According to the new data, Spain, Luxembourg, Austria, Portugal, Italy, Finland, Denmark and Ireland are the worst performers, drifting furthest from their Kyoto emission targets.[3] Across Europe, overall energy demand is on the rise, while renewable energy share to meet this demand is stagnating at around 6%. Also, the energy efficiency of the European economy shows only minor improvements over the past years.

Road and air transport are among the biggest culprits, with emissions from these sectors contributing most to the recent emissions increase. This is a result of a staggering growth in demand for cars and flights and because, for example, governments are failing to introduce binding fuel consumption standards for cars.

Governments do not have the option to give global warming a backseat in favour of short term interests.
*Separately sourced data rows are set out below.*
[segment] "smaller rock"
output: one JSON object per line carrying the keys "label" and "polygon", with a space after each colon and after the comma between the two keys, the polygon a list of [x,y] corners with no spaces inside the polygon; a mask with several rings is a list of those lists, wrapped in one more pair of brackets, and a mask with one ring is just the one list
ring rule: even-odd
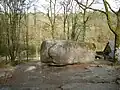
{"label": "smaller rock", "polygon": [[120,80],[117,80],[116,83],[120,85]]}
{"label": "smaller rock", "polygon": [[30,66],[30,67],[28,67],[28,68],[25,70],[25,72],[27,72],[27,71],[31,71],[31,70],[34,70],[34,69],[36,69],[35,66]]}
{"label": "smaller rock", "polygon": [[116,78],[116,83],[120,85],[120,77]]}
{"label": "smaller rock", "polygon": [[5,76],[5,72],[0,73],[0,78]]}

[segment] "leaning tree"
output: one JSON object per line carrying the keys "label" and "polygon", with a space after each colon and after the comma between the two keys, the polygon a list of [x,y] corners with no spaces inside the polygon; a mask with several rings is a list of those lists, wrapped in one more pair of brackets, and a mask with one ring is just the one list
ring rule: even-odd
{"label": "leaning tree", "polygon": [[[79,4],[79,6],[86,7],[87,9],[91,9],[93,11],[98,11],[98,12],[105,14],[109,29],[115,35],[114,62],[117,62],[118,61],[118,49],[120,48],[120,6],[119,6],[118,11],[115,11],[112,9],[112,6],[108,3],[107,0],[102,0],[105,10],[100,10],[100,9],[95,9],[92,7],[87,7],[86,5],[79,2],[78,0],[75,0],[75,1],[77,2],[77,4]],[[118,3],[119,3],[119,0],[114,0],[114,1],[118,1]],[[99,3],[99,2],[97,2],[97,3]],[[113,25],[113,23],[112,23],[111,13],[113,13],[117,18],[116,25]]]}

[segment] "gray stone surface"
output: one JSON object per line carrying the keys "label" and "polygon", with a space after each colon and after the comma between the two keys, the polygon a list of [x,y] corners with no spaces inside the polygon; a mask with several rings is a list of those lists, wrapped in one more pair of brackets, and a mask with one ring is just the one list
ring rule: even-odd
{"label": "gray stone surface", "polygon": [[95,59],[95,46],[90,43],[56,40],[43,41],[41,62],[52,65],[89,63]]}
{"label": "gray stone surface", "polygon": [[120,90],[116,82],[120,68],[94,64],[49,67],[38,63],[17,66],[0,90]]}
{"label": "gray stone surface", "polygon": [[119,90],[116,84],[109,83],[70,83],[62,86],[63,90]]}
{"label": "gray stone surface", "polygon": [[114,40],[109,40],[109,46],[111,49],[111,52],[109,53],[110,57],[114,57],[114,50],[115,50],[115,41]]}

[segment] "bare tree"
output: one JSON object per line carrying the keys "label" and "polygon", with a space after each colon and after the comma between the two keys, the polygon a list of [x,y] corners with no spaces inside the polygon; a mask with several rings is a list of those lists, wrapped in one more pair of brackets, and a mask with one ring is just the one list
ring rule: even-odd
{"label": "bare tree", "polygon": [[61,5],[63,7],[63,32],[65,39],[76,40],[79,21],[79,15],[76,9],[78,5],[75,4],[74,0],[65,0],[61,2]]}
{"label": "bare tree", "polygon": [[47,16],[49,18],[51,31],[52,31],[51,34],[52,34],[52,38],[54,39],[55,23],[56,23],[56,0],[49,0],[49,8],[47,10],[48,10]]}
{"label": "bare tree", "polygon": [[60,2],[60,4],[63,7],[63,32],[64,32],[64,37],[66,38],[66,24],[67,25],[67,39],[69,39],[69,20],[68,20],[68,16],[69,16],[69,11],[70,11],[70,4],[71,4],[71,0],[64,0],[62,2]]}
{"label": "bare tree", "polygon": [[[89,0],[81,0],[81,3],[83,2],[83,3],[85,3],[85,6],[87,6],[87,7],[90,7],[92,4],[93,4],[93,2],[94,2],[95,0],[93,0],[91,3],[89,3]],[[86,15],[87,14],[87,7],[83,7],[83,6],[81,6],[81,5],[79,5],[79,7],[82,9],[82,17],[83,17],[83,36],[82,36],[82,41],[84,42],[85,41],[85,36],[86,36],[86,27],[87,27],[87,22],[88,22],[88,20],[89,20],[89,18],[90,18],[90,15]]]}
{"label": "bare tree", "polygon": [[[106,15],[107,24],[109,26],[109,29],[115,35],[114,62],[117,62],[118,56],[116,55],[116,50],[118,50],[119,47],[120,47],[120,7],[119,7],[119,10],[116,12],[116,11],[114,11],[112,9],[110,4],[106,0],[102,0],[103,4],[104,4],[104,7],[105,7],[105,11],[103,11],[103,10],[100,10],[100,9],[95,9],[95,8],[88,7],[88,6],[80,3],[78,0],[75,0],[75,1],[79,4],[79,6],[83,6],[83,7],[87,8],[87,9],[98,11],[98,12],[101,12],[101,13]],[[109,11],[109,9],[110,9],[111,12]],[[116,25],[114,25],[114,26],[112,25],[111,13],[113,13],[117,18]]]}
{"label": "bare tree", "polygon": [[20,39],[20,20],[22,18],[22,9],[24,7],[24,0],[2,0],[2,8],[4,9],[4,15],[6,16],[6,33],[7,33],[7,47],[9,50],[9,56],[11,62],[15,61],[15,58],[19,50]]}
{"label": "bare tree", "polygon": [[[84,0],[81,0],[81,3]],[[88,0],[85,3],[86,6],[90,7],[93,4],[94,0],[91,3],[88,3]],[[88,15],[87,8],[78,5],[74,0],[64,0],[61,2],[63,7],[63,31],[64,36],[67,39],[78,40],[80,34],[82,35],[82,41],[85,41],[86,36],[86,27],[87,22],[90,19],[91,15]],[[82,15],[82,22],[81,16]],[[71,28],[72,26],[72,28]],[[82,29],[81,29],[82,27]],[[71,29],[71,30],[70,30]]]}
{"label": "bare tree", "polygon": [[12,64],[20,50],[21,21],[25,16],[26,0],[0,0],[1,12],[5,16],[6,45]]}
{"label": "bare tree", "polygon": [[26,10],[26,14],[25,14],[25,26],[26,26],[26,32],[25,32],[25,38],[26,38],[26,42],[25,42],[25,46],[26,46],[26,58],[27,58],[27,61],[28,61],[28,58],[29,58],[29,29],[28,29],[28,22],[29,22],[29,14],[28,14],[28,8]]}

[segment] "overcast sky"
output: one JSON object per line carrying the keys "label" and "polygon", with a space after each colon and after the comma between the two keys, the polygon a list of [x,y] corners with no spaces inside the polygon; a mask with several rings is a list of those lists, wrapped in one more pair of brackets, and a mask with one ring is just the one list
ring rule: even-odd
{"label": "overcast sky", "polygon": [[[97,9],[102,9],[103,8],[102,0],[97,0],[97,1],[100,1],[101,4],[93,4],[92,7]],[[120,7],[120,0],[117,0],[117,2],[115,2],[115,0],[108,0],[108,2],[114,10],[118,10],[118,7]],[[35,2],[34,4],[36,5],[37,11],[46,12],[45,8],[48,6],[48,3],[45,0],[37,0],[37,2]],[[33,12],[34,9],[31,8],[30,11]]]}

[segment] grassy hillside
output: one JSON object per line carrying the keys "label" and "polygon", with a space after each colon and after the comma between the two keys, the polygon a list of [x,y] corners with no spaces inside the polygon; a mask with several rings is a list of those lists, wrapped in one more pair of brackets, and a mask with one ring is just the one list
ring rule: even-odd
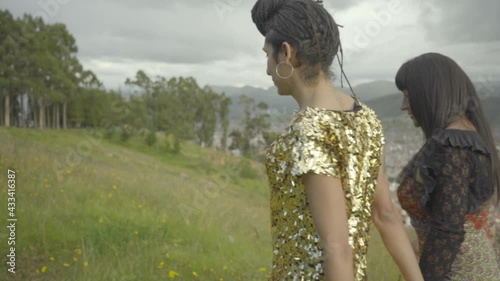
{"label": "grassy hillside", "polygon": [[[0,280],[266,280],[261,164],[183,144],[179,155],[92,131],[0,128],[0,218],[16,171],[16,273]],[[398,280],[376,232],[371,280]]]}

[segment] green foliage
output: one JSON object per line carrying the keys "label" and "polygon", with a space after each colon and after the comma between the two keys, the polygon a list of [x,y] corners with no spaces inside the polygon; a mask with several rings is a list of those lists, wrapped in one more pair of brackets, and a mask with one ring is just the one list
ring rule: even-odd
{"label": "green foliage", "polygon": [[104,130],[103,137],[107,140],[111,140],[113,136],[115,135],[116,130],[114,128],[108,128],[107,130]]}
{"label": "green foliage", "polygon": [[122,128],[120,133],[120,141],[127,142],[132,137],[132,131],[128,128]]}
{"label": "green foliage", "polygon": [[252,163],[247,159],[238,163],[238,170],[240,177],[244,179],[257,179],[259,177],[259,172],[252,167]]}
{"label": "green foliage", "polygon": [[271,127],[268,106],[264,102],[256,105],[252,98],[245,95],[240,96],[240,104],[244,111],[243,129],[235,129],[229,134],[232,139],[230,149],[238,149],[243,155],[255,158],[258,150],[262,149],[258,140],[262,137],[267,143],[266,138],[272,137],[267,131]]}
{"label": "green foliage", "polygon": [[273,141],[278,137],[278,134],[275,132],[269,132],[265,131],[262,132],[262,138],[264,138],[264,142],[266,143],[266,146],[271,145]]}
{"label": "green foliage", "polygon": [[175,135],[174,153],[180,151],[183,140],[212,146],[218,121],[227,138],[230,99],[223,94],[199,87],[191,77],[151,78],[142,70],[136,73],[135,78],[127,78],[126,84],[137,93],[130,100],[134,111],[129,123],[135,128],[147,125]]}
{"label": "green foliage", "polygon": [[168,138],[165,139],[165,141],[163,142],[162,149],[163,149],[163,152],[171,152],[172,151],[172,145],[170,144],[170,141],[168,140]]}
{"label": "green foliage", "polygon": [[[231,99],[200,87],[192,77],[149,77],[138,70],[126,85],[134,94],[105,90],[98,77],[77,59],[75,38],[64,24],[41,17],[14,18],[0,10],[0,122],[38,128],[150,128],[175,135],[166,150],[179,153],[181,142],[210,147],[222,128],[227,145]],[[24,101],[19,102],[21,99]],[[21,104],[29,104],[23,109]],[[22,116],[22,122],[18,122]],[[109,131],[106,138],[111,139]],[[126,142],[131,132],[121,131]],[[152,136],[145,140],[155,144]]]}
{"label": "green foliage", "polygon": [[[77,96],[84,76],[75,38],[64,24],[48,24],[27,14],[16,19],[0,11],[0,22],[0,96],[11,101],[2,108],[3,125],[66,128],[68,103]],[[18,104],[20,97],[30,104],[29,111]],[[75,109],[72,115],[81,121],[81,107]],[[21,122],[9,118],[19,115]]]}
{"label": "green foliage", "polygon": [[156,144],[156,132],[149,131],[144,139],[147,146],[153,146]]}
{"label": "green foliage", "polygon": [[174,138],[174,147],[172,149],[173,153],[180,153],[181,152],[181,140],[178,137]]}
{"label": "green foliage", "polygon": [[229,130],[229,106],[231,105],[231,98],[226,97],[224,93],[222,93],[219,105],[219,119],[221,120],[222,127],[221,149],[226,150]]}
The benefits of avoiding catastrophic climate change will clearly outweigh the costs of abatement policies.[4] And switching to renewable energies will generate hundreds of thousands of new jobs throughout Europe and reduce the dependence on foreign energy imports at times of soaring oil & gas prices,[5] ” Mr Kowalzig added.

Indeed, the EU itself disagrees with him on page 1 of its official report for 2005:

“Even with planned additional domestic policies and measures, the target will not be reached.”

Has the Vice President misled the House?

Robert Samuelson on Global Warming Policy


From RealClearPolitics :

Unless we can replace coal or neutralize its CO2 emissions, curbing greenhouse gases is probably impossible. [emph. added]


[T]here are no instant solutions, and a political dilemma dogs most possibilities. What’s most popular and acceptable (say, more solar) may be the least consequential in its effects; and what’s most consequential in its effects (a hefty energy tax) may be the least popular and acceptable.

Al on China and India


Realpolitik, Al argues, means that we can’t ask China and India to impose limits on their emissions through treaties. America must therefore show leadership and wait for China and India to realize what fools they are. And this leadership will make America more competitive.

Glad that’s cleared up.

Amory Lovins in his own words


“If you ask me, it’d be a little short of disastrous for us to discover a source of clean, cheap, abundant energy because of what we would do with it. We ought to be looking for energy sources that are adequate for our needs, but that won’t give us the excesses of concentrated energy with which we could do mischief to the earth or to each other.”